In the next section the implementation of Shelf will be discussed in more detail.
I will elaborate on three aspects of implementation detail and explain why we made the choices we made:
- Properties update
- File access
Ad 1.) Technically, changing properties can be done in two ways: one could either exchange some property values in the files, or replace the whole files themselves. Both approaches can be automated. Because replacing whole files is much easier than parsing some properties in a JSON or XML structure, iterating over a file with markers and replacing individual values, Shelf takes the second approach and retrieves whole properties files.
Ad 2.) Actually, any means of storage would do the job, and there’s a huge selection. Most often I’ve seen configuration properties „stored“, i.e. documented in the project wiki or in a README file in the project itself. If data protection is considered very important, people often use password administration tool like keepass (this only works though if property values are interchanged instead of whole configuration files, and as described in the last section we decided against this approach).

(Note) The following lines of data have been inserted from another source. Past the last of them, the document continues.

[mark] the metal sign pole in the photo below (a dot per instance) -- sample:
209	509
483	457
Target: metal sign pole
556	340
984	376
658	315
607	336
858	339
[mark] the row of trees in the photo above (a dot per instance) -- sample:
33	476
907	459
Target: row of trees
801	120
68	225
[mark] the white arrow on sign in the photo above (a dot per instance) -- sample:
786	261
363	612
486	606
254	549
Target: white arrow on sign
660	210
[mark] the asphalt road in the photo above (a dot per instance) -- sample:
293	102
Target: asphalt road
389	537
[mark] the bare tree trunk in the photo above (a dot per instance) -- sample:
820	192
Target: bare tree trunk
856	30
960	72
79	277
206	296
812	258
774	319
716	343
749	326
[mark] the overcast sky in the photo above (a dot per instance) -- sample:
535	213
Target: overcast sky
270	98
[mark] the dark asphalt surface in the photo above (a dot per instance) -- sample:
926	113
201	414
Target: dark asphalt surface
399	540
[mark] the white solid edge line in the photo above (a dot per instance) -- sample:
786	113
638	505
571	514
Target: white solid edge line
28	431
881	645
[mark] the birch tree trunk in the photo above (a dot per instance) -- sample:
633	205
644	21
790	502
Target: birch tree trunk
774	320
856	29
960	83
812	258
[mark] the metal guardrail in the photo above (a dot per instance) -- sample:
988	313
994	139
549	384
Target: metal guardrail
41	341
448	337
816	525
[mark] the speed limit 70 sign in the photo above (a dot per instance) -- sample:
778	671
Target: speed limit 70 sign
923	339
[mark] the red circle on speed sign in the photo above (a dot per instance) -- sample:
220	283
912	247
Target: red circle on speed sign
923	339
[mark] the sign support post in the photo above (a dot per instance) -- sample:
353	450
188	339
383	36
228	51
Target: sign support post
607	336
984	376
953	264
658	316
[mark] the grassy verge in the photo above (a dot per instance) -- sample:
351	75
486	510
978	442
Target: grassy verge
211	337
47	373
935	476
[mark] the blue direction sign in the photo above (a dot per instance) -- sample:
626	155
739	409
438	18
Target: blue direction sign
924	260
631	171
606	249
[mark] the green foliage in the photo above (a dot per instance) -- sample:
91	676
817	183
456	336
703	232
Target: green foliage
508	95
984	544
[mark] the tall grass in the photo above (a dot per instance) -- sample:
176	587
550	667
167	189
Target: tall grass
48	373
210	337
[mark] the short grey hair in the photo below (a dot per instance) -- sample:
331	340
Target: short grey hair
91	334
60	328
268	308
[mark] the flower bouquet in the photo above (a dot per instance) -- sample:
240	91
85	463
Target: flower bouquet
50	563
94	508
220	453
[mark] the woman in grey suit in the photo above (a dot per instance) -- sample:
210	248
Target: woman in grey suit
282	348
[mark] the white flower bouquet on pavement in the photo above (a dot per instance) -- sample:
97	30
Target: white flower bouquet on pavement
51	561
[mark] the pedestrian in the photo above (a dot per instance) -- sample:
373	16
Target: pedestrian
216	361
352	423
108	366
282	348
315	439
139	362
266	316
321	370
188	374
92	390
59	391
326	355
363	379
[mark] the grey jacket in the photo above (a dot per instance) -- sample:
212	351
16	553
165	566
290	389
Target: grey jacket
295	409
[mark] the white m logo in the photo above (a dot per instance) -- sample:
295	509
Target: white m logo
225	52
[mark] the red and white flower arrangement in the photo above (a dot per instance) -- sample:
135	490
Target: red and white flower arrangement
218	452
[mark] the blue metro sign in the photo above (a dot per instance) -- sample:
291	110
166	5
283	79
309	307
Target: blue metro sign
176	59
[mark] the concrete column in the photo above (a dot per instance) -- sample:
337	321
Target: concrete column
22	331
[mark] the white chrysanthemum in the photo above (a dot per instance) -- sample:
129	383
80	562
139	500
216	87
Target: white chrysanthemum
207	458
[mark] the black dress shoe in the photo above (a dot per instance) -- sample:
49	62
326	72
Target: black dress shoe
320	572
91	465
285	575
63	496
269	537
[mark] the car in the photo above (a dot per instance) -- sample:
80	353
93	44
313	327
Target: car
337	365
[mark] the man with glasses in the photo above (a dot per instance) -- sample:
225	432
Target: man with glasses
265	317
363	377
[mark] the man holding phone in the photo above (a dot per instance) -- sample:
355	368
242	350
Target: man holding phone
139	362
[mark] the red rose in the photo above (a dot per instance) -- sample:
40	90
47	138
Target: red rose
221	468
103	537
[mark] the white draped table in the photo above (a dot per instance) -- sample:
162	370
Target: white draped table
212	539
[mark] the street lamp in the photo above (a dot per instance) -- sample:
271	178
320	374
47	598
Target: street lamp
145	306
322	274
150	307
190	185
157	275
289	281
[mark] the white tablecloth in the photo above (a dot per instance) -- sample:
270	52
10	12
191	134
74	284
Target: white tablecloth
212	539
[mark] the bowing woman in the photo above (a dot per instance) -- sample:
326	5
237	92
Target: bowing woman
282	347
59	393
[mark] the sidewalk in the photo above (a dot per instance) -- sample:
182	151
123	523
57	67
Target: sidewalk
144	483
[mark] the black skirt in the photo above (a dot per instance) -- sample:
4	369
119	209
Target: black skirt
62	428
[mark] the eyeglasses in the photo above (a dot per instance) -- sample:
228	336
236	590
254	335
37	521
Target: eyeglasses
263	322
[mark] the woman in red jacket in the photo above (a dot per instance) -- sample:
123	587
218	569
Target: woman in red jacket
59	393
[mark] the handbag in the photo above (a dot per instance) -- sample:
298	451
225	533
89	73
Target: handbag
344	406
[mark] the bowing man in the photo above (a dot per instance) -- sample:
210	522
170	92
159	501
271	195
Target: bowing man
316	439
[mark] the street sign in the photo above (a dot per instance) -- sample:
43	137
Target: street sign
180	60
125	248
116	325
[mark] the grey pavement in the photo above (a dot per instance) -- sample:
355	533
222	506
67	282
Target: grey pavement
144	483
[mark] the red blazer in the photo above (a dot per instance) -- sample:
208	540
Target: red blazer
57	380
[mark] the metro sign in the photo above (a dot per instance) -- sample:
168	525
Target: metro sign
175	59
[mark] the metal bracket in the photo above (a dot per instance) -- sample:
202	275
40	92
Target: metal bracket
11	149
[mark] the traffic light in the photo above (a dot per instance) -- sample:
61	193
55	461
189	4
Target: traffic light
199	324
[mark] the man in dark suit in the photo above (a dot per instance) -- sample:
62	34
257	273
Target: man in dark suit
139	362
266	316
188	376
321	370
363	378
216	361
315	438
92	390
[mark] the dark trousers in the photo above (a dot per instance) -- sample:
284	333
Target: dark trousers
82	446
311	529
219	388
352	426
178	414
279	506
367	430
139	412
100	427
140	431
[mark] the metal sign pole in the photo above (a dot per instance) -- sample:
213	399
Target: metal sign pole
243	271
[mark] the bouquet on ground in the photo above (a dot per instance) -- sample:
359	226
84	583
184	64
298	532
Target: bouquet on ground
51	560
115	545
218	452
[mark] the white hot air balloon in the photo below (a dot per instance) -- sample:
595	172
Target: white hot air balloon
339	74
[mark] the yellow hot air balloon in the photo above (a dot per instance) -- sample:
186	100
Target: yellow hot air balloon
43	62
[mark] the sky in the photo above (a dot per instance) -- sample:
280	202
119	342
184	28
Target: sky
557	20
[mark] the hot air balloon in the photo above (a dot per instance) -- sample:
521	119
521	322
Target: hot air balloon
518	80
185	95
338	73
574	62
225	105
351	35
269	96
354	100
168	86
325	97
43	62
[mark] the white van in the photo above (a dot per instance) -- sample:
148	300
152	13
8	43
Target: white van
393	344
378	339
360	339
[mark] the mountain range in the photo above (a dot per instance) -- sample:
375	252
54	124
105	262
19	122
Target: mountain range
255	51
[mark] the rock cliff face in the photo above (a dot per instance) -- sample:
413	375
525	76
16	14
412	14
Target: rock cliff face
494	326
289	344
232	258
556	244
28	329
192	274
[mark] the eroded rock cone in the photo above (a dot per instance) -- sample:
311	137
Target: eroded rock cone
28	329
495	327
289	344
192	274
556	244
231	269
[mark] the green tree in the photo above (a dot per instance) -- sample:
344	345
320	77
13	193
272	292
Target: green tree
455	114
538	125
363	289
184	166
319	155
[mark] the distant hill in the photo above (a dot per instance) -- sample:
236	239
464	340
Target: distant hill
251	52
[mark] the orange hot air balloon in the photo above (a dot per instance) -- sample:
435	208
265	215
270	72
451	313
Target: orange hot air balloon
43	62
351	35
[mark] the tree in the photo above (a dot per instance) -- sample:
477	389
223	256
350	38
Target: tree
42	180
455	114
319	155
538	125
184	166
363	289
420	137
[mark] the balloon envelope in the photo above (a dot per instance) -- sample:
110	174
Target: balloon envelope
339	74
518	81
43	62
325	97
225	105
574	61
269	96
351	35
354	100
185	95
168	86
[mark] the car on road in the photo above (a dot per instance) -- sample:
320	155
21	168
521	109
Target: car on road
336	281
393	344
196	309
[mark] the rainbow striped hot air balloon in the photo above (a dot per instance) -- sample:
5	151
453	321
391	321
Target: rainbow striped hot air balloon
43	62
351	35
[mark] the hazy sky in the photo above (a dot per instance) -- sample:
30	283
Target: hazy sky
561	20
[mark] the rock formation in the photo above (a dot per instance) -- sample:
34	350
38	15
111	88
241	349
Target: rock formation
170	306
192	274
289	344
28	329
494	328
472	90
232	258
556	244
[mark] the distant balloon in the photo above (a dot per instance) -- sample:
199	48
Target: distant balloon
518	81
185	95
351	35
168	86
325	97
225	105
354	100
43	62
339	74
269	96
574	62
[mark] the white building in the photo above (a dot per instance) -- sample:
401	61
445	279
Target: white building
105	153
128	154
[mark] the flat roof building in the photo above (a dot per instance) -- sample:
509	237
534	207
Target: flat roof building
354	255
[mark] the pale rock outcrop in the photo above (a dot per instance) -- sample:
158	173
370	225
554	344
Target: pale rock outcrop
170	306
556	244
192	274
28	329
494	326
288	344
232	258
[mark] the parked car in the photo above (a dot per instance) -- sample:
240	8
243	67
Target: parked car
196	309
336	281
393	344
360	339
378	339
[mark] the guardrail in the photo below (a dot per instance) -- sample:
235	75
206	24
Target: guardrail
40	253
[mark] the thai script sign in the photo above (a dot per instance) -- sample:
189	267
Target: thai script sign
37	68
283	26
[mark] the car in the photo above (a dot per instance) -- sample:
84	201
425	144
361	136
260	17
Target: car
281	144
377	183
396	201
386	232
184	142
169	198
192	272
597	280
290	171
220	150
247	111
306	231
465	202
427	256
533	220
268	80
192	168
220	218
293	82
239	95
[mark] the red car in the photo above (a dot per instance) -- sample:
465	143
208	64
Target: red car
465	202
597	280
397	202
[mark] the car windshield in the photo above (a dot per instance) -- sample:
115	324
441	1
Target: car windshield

To keep it short, we decided to use a version control system for the following reasons:
- Auditing of changes: With version control every change is tracked: when it was made, by whom, and what its predecessor looked like. No more wondering who made the last change, and what exactly was changed if something breaks. Plus in that case it’s easy to go back to the previous configuration.
- Basically any editor can be used for editing and diffing before changes are committed to the VCS. This would not be the case if the configuration files were for instance stored in a database. Again, there’s a huge selection of editors out there and most of them do their job really well, Shelf does not need to manage editing and diffing and can thus be kept more lean.
Ad 3.) There are two points that can manage the access rights to the properties: the storage and the prospective configuration management application itself.
Read and write access can be controlled to some extent by the VCS anyway, so we decided to take advantage of this fact. Shelf itself offers a access control on project level on top, in order to provide a more fine-grained means of access control.
Having decided to use version control, this leads directly to the questions if one stores the configurations of all projects – assuming there are multiple projects one wants to deploy – in a single git repository, or if every project has its own configuration repository. In the current implementation we took the latter approach, but we plan to change this in the future. We might even support both ways.
All these considerations reveal why we chose to build a web service in the first place. The reason is (apart from that we have lots of experience in building web applications) that we did not want to spend any time building some fancy GUI when there are plenty of tools for jobs like storage, editing, version history and access control. Why not use these? What’s left is the actual configuration retrieval, and a web service provides an easy way to do so.
This article is to serve as a base for discussion. We would like to know how others manage their configurations in the course of deployment, as well as their experiences with their workflow. We are curious to hear what people think of our approach (i.e. Shelf, the way it was described here). Finally, we would love to have people’s opinion on which requirements an application would have to meet so that it would really help them automating their deployment processes. Thank you for your feedback!